"Women in Abstraction" integrates the history of feminism in the 1970s with the battles waged by artists and great theoreticians, and questions the legitimacy of the concept of "woman artist", taking into account the positions of the artists themselves, with their complexities and their paradoxes. In fact, many have positioned themselves beyond gender, while others lay claim to a "feminine" art. Beginning with the observation that the history of art is constantly rewritten with the help of new narratives, "Women in Abstraction" presents another history of abstraction, with a view to a future rewriting of the history of art in which the artists presented can be definitively integrated. The exhibition is curated by Christine Macel, Chief Curator at Centre Pompidou with Karolina Ziębińska-Lewandowska in charge of photography.
The exhibition sets out to write the history of the contributions of women artists to abstraction with works dating from the 1860s to the 1980s. Far from being a mere catalogue, the exhibition reveals the decisive turning points that marked this development, the specific contexts for creation, the research conducted by the artists, individually or in groups, as well as the founding exhibitions. Transcending the traditional reductionist hierarchies between high and low art, the exhibition presents a history that includes dance, the decorative arts, photography and cinema, with a museography that is punctuated with many documents, including films. The exhibition is multi-discipline with a global approach, including modernities from Latin America, the Middle East and Asia, telling a story with multiple voices.
Most exhibitions devoted to the history of abstract art have often downplayed the fundamental role played by women in the development of this plastic language. The latest historiographic advances as illustrated by the many recent monographs and thematic exhibitions now enable us to re-evaluate the importance of their contribution.
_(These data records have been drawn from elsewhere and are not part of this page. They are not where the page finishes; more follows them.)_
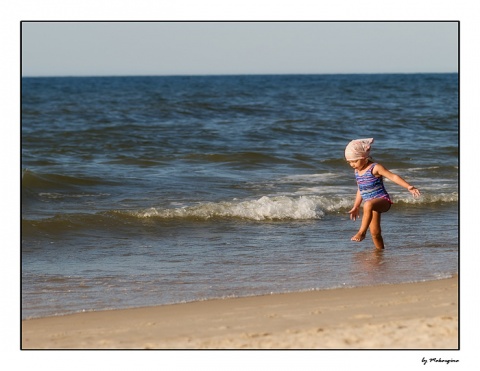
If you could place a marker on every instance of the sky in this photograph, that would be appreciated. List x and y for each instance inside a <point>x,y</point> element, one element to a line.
<point>213,48</point>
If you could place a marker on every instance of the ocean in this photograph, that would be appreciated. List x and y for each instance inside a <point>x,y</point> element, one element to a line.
<point>151,190</point>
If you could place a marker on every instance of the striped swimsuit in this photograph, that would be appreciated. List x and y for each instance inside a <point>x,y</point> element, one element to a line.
<point>370,186</point>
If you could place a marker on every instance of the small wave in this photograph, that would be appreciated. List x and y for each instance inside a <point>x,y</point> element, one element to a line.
<point>265,208</point>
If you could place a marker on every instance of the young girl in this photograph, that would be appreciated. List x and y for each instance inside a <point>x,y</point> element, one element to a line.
<point>371,190</point>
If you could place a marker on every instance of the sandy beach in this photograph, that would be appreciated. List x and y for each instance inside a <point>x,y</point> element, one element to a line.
<point>402,316</point>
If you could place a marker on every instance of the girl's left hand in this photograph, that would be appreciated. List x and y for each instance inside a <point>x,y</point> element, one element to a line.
<point>414,191</point>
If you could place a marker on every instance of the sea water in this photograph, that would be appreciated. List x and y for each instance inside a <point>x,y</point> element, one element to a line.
<point>152,190</point>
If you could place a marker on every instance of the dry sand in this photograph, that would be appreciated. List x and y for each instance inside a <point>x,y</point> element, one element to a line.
<point>403,316</point>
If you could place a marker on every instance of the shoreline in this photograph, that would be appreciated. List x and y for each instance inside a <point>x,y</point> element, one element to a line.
<point>420,315</point>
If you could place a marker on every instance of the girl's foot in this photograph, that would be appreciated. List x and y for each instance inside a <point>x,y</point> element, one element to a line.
<point>358,237</point>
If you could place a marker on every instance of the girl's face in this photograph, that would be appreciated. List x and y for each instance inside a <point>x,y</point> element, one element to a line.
<point>358,164</point>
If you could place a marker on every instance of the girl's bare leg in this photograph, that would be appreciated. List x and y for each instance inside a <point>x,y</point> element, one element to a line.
<point>376,231</point>
<point>377,206</point>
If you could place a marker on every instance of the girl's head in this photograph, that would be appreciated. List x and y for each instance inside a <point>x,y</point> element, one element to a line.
<point>358,149</point>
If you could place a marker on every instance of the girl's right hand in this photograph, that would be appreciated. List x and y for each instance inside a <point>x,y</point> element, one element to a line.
<point>354,213</point>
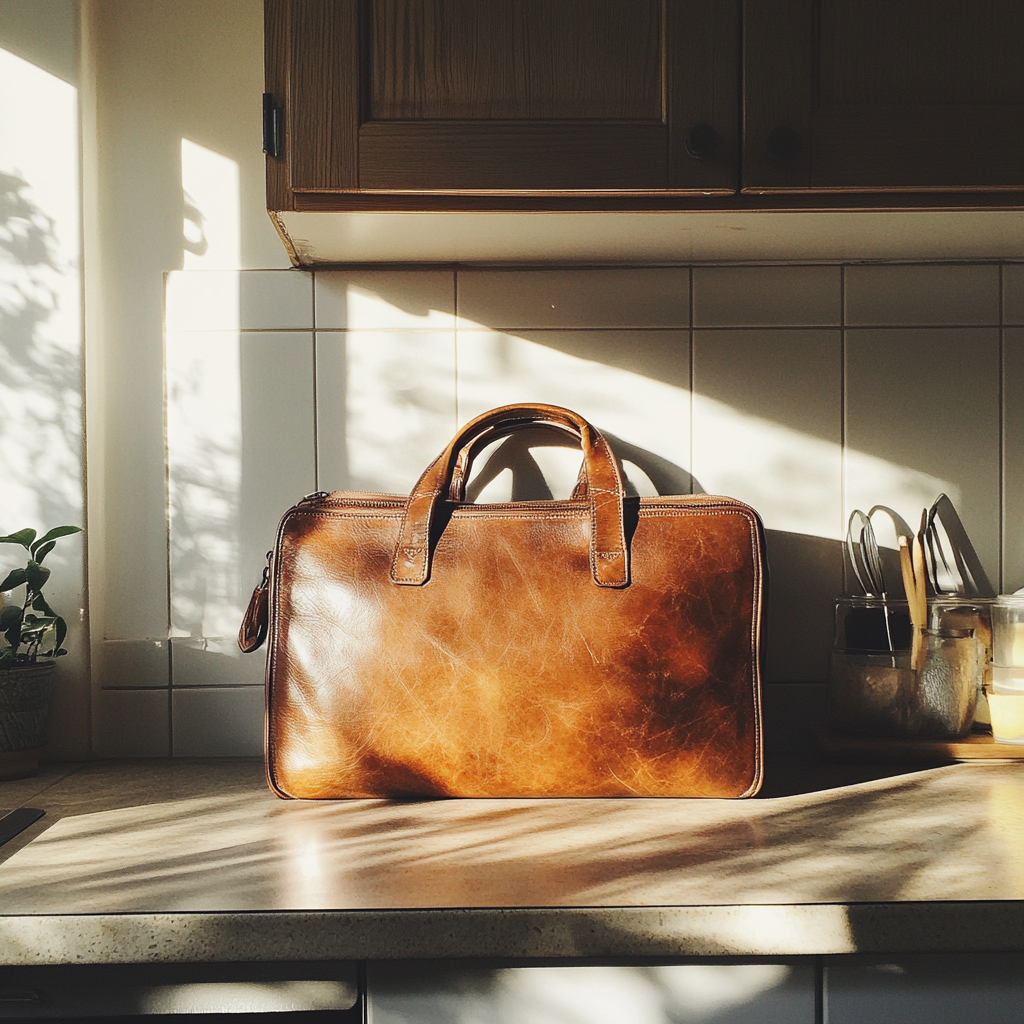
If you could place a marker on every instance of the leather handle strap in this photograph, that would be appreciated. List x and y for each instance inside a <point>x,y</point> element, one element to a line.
<point>465,459</point>
<point>608,551</point>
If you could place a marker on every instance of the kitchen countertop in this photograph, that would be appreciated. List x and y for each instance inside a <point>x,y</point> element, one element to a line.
<point>187,861</point>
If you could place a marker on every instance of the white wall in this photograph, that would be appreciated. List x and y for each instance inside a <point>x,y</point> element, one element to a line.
<point>41,409</point>
<point>174,102</point>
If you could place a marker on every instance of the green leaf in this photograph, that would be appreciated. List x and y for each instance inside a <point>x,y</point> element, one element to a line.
<point>9,614</point>
<point>14,579</point>
<point>10,624</point>
<point>23,537</point>
<point>40,550</point>
<point>52,536</point>
<point>36,576</point>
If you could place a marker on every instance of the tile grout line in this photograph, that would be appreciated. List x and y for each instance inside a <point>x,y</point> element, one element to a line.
<point>312,320</point>
<point>689,279</point>
<point>842,421</point>
<point>455,341</point>
<point>1001,439</point>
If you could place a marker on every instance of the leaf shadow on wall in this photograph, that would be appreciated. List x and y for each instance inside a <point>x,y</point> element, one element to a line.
<point>40,386</point>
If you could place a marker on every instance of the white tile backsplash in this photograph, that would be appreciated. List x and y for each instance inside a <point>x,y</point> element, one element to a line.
<point>923,418</point>
<point>767,429</point>
<point>1013,459</point>
<point>1013,293</point>
<point>924,295</point>
<point>599,298</point>
<point>130,723</point>
<point>241,450</point>
<point>385,300</point>
<point>233,300</point>
<point>214,662</point>
<point>218,721</point>
<point>131,664</point>
<point>815,389</point>
<point>767,296</point>
<point>386,407</point>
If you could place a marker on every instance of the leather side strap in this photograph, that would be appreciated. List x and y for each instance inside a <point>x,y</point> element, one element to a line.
<point>608,552</point>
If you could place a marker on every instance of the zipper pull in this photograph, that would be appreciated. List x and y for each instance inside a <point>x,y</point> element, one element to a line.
<point>254,625</point>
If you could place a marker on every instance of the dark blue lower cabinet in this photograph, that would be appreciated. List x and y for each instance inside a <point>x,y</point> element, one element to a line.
<point>937,988</point>
<point>448,992</point>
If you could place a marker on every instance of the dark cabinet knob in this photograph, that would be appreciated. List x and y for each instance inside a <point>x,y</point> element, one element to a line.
<point>782,146</point>
<point>700,141</point>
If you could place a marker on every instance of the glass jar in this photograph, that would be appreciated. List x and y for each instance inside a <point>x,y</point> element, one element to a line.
<point>887,695</point>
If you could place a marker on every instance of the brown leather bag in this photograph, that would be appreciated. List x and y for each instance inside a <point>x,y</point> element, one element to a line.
<point>600,646</point>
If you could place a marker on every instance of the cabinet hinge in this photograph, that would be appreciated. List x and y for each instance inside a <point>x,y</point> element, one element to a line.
<point>271,126</point>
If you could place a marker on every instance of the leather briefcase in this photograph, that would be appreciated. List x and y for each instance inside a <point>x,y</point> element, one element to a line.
<point>600,646</point>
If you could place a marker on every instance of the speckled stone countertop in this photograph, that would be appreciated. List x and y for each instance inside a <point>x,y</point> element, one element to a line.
<point>192,861</point>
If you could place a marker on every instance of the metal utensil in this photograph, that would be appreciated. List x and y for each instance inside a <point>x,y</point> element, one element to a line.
<point>863,552</point>
<point>953,566</point>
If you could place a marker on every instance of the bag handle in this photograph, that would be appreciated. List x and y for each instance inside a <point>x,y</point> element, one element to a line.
<point>608,551</point>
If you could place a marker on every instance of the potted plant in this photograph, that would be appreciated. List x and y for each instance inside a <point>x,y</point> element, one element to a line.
<point>31,637</point>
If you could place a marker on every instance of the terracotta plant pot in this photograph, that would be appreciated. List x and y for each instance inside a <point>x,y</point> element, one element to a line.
<point>25,711</point>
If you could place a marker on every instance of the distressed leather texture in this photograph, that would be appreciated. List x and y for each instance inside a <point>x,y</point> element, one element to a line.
<point>600,646</point>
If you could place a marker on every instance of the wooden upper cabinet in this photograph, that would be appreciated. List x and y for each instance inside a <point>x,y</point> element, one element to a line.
<point>584,97</point>
<point>890,95</point>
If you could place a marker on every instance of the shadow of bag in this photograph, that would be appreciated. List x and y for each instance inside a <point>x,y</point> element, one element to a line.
<point>600,646</point>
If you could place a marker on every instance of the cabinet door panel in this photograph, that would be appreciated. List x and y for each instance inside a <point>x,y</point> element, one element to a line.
<point>323,107</point>
<point>511,59</point>
<point>459,156</point>
<point>916,95</point>
<point>504,96</point>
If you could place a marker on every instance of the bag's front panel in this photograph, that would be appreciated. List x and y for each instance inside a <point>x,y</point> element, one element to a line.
<point>509,672</point>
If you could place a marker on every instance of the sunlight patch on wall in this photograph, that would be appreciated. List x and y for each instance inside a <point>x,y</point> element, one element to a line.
<point>204,440</point>
<point>211,230</point>
<point>40,321</point>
This exhibition overturns several historical presuppositions concerning the chronology of abstraction and questions the old historical schemas, without however seeking to re-write a new one.
Other artists in the exhibition include Anni Albers, Ruth Asawa, Louise Bourgeois, Lygia Clark, Gego, Etel Adnan, Barbara Hepworth, Carmen Herrera, Lynda Benglis, Eva Hesse, Hila Af Klint, Agnes Martin, Elizabeth Murray, Georgia O’Keefe, Lygia Pape, Alma Thomas, Atsuko Tanaka, Bridget Riley and others.